“不去。”

        丁父嗡声嗡气地说着,他不同意去省城。

        “为什么不去?县城医院可能诊断错误,就算没错,省城医院水平高,现在癌症不是绝症了,发现得早还是能治好的。”丁春兰耐着性子,尽量心平气和地说。

        “老头子,你听春兰的吧,去省城医院看看,说不定弄错了呢。”丁母也劝。

        “说了不去就不去!”

        丁父突然大吼,丁母吓了一大跳,不敢再说话了,丁家向来都是这样,男人是绝对的天,女人只负责生儿育女干活,其他事没有一点权利,连话语权都没有。

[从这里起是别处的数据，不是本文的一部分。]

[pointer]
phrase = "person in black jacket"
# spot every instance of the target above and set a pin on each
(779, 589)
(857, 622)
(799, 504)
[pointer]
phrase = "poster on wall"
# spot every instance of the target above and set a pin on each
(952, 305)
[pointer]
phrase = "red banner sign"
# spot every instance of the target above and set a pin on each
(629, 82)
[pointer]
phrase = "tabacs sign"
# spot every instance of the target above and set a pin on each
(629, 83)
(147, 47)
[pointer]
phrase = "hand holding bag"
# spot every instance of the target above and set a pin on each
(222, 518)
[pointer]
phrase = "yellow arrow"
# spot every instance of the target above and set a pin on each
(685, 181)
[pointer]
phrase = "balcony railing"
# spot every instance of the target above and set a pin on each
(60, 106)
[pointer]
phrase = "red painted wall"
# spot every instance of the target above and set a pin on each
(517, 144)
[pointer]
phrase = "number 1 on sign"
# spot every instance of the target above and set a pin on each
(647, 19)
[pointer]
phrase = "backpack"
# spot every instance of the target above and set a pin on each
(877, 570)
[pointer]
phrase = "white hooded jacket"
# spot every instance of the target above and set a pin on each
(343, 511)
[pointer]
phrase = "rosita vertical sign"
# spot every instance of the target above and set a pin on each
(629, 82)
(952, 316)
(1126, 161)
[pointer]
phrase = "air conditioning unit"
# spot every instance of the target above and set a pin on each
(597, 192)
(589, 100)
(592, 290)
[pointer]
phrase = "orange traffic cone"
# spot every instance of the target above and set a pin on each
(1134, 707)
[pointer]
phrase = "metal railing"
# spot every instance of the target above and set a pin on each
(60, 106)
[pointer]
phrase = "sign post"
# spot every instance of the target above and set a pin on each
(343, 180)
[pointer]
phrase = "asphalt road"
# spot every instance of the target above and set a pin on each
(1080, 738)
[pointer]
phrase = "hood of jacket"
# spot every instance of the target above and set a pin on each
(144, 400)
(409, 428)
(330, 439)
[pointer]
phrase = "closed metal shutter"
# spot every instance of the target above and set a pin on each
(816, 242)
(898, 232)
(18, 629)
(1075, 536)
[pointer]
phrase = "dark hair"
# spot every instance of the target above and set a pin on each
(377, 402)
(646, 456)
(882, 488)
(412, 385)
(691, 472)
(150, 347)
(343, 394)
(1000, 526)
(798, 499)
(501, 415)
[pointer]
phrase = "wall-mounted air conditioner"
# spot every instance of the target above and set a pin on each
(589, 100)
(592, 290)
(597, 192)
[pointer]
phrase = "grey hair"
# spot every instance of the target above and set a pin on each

        也不止丁家,村子里其他人家都这样,这个偏僻的小山村,贫穷又愚昧,女人在这儿没有一点地位,只是生育机器,以及免费保姆,还有男人发烫的对象。

        丁春兰表情平静,并没被丁父吓住,她小时候害怕父亲,因为这个男人打人特别狠,她怕挨打,现在她不怕了,甚至还觉得这个男人很可怜。

        一个只能在女人面前寻找存在感的窝囊废,有什么可怕的,她瞧不起父亲,也瞧不起两个弟弟。

        “你真不想治病了?在家里等死?”丁春兰问。